FEMA has been sending Disaster Survivor Assistance specialists throughout Florida neighborhoods on a door-to-door basis to help people register for assistance. They’ve visited hundreds of thousands of homes, according to FEMA reports.
The National Flood Insurance Program, which is operated by FEMA, has received more than 45,500 flood insurance claims, and policyholders may be eligible to receive up to $1,000 in reimbursement for purchasing supplies like plastic sheeting, lumber, and sandbags. Some people may also be eligible for reimbursement of up to $1,000 for storage expenses if they moved property that was insured.
FEMA is advising policyholders to file a claim for flood loss avoidance reimbursement, regardless of whether it actually prevented flood damage.
Eligible survivors may be able to receive Disaster Unemployment Assistance and file a claim for income loss.
Property Owners Required to Buy Flood Insurance
Hundreds of thousands of people who own property in Florida are required to buy flood insurance under a precedent-setting bill that was recently approved by the state legislature, making it the first mandate of its kind.
The requirement applies to state properties regardless of whether they’re located in high-risk flood zones. These insurance plans might end up costing thousands of dollars a year for some homeowners.
The bill was approved two months after Ian caused its catastrophic damage, and almost no one where it hit in southwest Florida has flood coverage, according to reports.
Supporters of the requirement say it could provide protection for people whose homes are damaged by storms because flood coverage is usually not in homeowners’ policies.
Federal lawmakers are struggling to get homeowners across the country to buy flood insurance as well.
Under federal law, you’re required to have flood insurance in a flood zone if your home is secured by a federally-backed mortgage.
Many people don’t comply with that requirement, though. Less than 4% of U.S. households have coverage through FEMA’s National Flood Insurance Program, the primary provider of flood coverage in the country.

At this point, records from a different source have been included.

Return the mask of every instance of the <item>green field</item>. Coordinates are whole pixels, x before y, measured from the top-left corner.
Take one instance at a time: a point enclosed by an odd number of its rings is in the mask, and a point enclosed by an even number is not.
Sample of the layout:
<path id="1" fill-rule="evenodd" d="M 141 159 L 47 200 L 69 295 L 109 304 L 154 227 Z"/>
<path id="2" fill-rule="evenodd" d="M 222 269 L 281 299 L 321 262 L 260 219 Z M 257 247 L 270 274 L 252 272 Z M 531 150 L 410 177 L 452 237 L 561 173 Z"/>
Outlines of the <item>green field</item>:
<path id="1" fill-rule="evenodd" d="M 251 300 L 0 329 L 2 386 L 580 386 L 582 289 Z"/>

In Florida, which is the most flood-prone state in the country, just 19% of households have flood insurance.
Seven million households don’t have it.
The flood insurance requirement passed in Florida was passed during a special session. Many local insurers have gone bankrupt since 2022 because of mounting losses and extensive property damage. That meant that hundreds of thousands of Florida residents had been forced to buy policies through Citizens Property Insurance Corp., which is the state-operated insurer of last resort.
Florida is the most expensive state in the nation for coverage related to property, according to the Insurance Information Institute.
The bill includes provisions the insurance industry has long been fighting for to reduce their losses, including one that’s meant to discourage policyholders from filing lawsuits that challenge settlement offers they don’t think are adequate.
Advocates of the new legislation say it will help insurance companies in the state and homeowners.
The requirement applies only to property owners with coverage through Citizens Property Insurance, which is the largest property insurer in the state, covering 1.2 million properties.
The requirement is being phased in over a period of four years, beginning in April with people who have properties in flood zones.
A policyholder can avoid the mandate if they drop their policy with Citizens and instead get coverage through an insurer that’s part of the private sector.
Another goal of the new requirement is to avoid conflicts that occur between Citizens and policyholders over whether damage from storms is because of the high winds or flooding. Citizens and other insurance companies are notorious for denying claims after storms because they attribute damage to flooding, which isn’t covered by their policies.
When a Citizens policyholder has a flood policy, the hope is the new measure will eliminate litigation that would otherwise follow a claim.